Warner apparently was a scholarly looking man, slim, handsome, craggy of head and face, and endowed with a good mane of gray hair. He is supposed to have titillated the ladies as much as decorum would allow in those days.

His mother’s people came over on the Mayflower, and the family apparently never fully recovered from the voyage. Warner never had enough money, but he went to Hamilton College. Later, he tried working as a lawyer and surveyor without much success. Having decided that he was going to fail at everything else, he became a newspaper columnist.

He got his job with the Courant in Hartford, Connecticut, because a friend owned the paper. This is still as good a way as any to get a job.

In the phrase of that day, he was always in delicate health. In the phrase of our day, he was lazy.

But Warner turned out to be a really fine personal essayist, warm, witty, genial, and imaginative. He was perhaps too urbane for his job. He would write an essay on the joys of camping, for instance. Any ex-soldier or Marine could tell him that this thesis is of dubious value. He also wrote about the joys of gardening, which is all right if you have a yardman.

But he did say that politics make strange bedfellows. People still don’t want to believe it. They say that a man named Shakespeare used the phrase in an obscure work called The Tempest.

But Shakespeare hadn’t any idea of some of the political combinations we run into today.

November 29,1973



Controlling the Comma

That Paul Crume must be a real ’rugged’ individualist,” writes a North Texas reader. “He leaves commas out of where they are taught to be absolutely required – and puts them in where he damn well pleases.”

I thank my North Texas friend for this expression of high admiration.

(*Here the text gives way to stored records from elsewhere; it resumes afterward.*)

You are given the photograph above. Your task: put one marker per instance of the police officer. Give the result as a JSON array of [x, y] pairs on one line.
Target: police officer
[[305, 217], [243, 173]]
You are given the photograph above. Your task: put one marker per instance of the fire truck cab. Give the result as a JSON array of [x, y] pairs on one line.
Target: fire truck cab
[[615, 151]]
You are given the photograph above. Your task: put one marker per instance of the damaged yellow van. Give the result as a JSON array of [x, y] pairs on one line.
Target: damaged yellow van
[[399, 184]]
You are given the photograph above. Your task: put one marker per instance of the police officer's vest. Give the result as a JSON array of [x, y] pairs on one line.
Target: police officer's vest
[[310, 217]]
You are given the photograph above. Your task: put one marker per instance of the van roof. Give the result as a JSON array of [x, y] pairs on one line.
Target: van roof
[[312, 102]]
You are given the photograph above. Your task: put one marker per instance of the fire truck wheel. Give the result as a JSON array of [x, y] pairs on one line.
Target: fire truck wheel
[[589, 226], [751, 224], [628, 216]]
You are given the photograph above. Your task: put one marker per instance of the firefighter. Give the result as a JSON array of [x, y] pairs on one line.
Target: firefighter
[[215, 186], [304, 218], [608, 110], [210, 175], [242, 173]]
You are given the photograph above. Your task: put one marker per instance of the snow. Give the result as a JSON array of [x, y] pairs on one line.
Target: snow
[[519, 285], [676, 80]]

It took several years to master the comma, but by now I have got it pretty well cowed. A great many people think that all dogs and all commas behave alike. Actually, each comma is an individual and is inclined to do willfully whatever it wants unless it is controlled. Furthermore, you can teach a comma to do a lot of tricks besides those listed in the grammars if you catch it young and train it intelligently.

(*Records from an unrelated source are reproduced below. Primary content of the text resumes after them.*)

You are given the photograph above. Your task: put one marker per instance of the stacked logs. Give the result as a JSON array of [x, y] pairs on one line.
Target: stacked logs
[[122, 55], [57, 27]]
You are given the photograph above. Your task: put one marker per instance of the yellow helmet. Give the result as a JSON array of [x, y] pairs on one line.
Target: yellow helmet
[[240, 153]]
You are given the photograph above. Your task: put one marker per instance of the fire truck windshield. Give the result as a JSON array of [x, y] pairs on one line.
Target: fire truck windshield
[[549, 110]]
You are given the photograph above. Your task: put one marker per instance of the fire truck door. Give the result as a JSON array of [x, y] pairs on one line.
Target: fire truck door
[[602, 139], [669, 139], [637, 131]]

Most people never learn this, but I learned it early. Now, when I say “frog,” a comma better sit up and beg. This reader’s letter indicates that he has allowed himself to be “taught” instead of grabbing control of the comma. It is a common tactical error.

Actually, commas are rather docile, but they are not as docile as most English teachers say. At any moment, one of them is likely to rear up and do something in a sentence that you hadn’t expected. You can control them fairly easily.

The semicolon is a different breed of animal. You would be well advised not to get caught in the same sentence with one unless you have a whip. I have occasionally received spectacular results with a semicolon, but they are treacherous and unreliable. Sometimes they won’t perform at all for you, and you have to throw them out.

In contrast, people have often said my work with commas has been of circus quality.

Most people never master punctuation because they get scared of these marks the minute they see them. No matter how ferocious punctuation looks, never fear. Wade into the sentence. Throw commas, semicolons, colons, and periods in all directions. Establish your authority. If you wade right into them, these punctuation marks will never bite.

For the person who has not learned to train punctuation marks to do his bidding, there are a few simple rules of composition which will help him to begin.

When you are writing something and the typewriter stops, put in a period. You are probably going to start off in a different direction or on a new subject entirely, and you don’t want to be trailing anything behind you.

If you haven’t quite stopped when the typewriter does, put in a comma. It will permit you to turn 360 degrees and still not come unglued.

Never use a semicolon. You’ll find yourself rewriting the whole sentence so the semicolon will fit in.

Never use an exclamation mark. It isn’t really that important.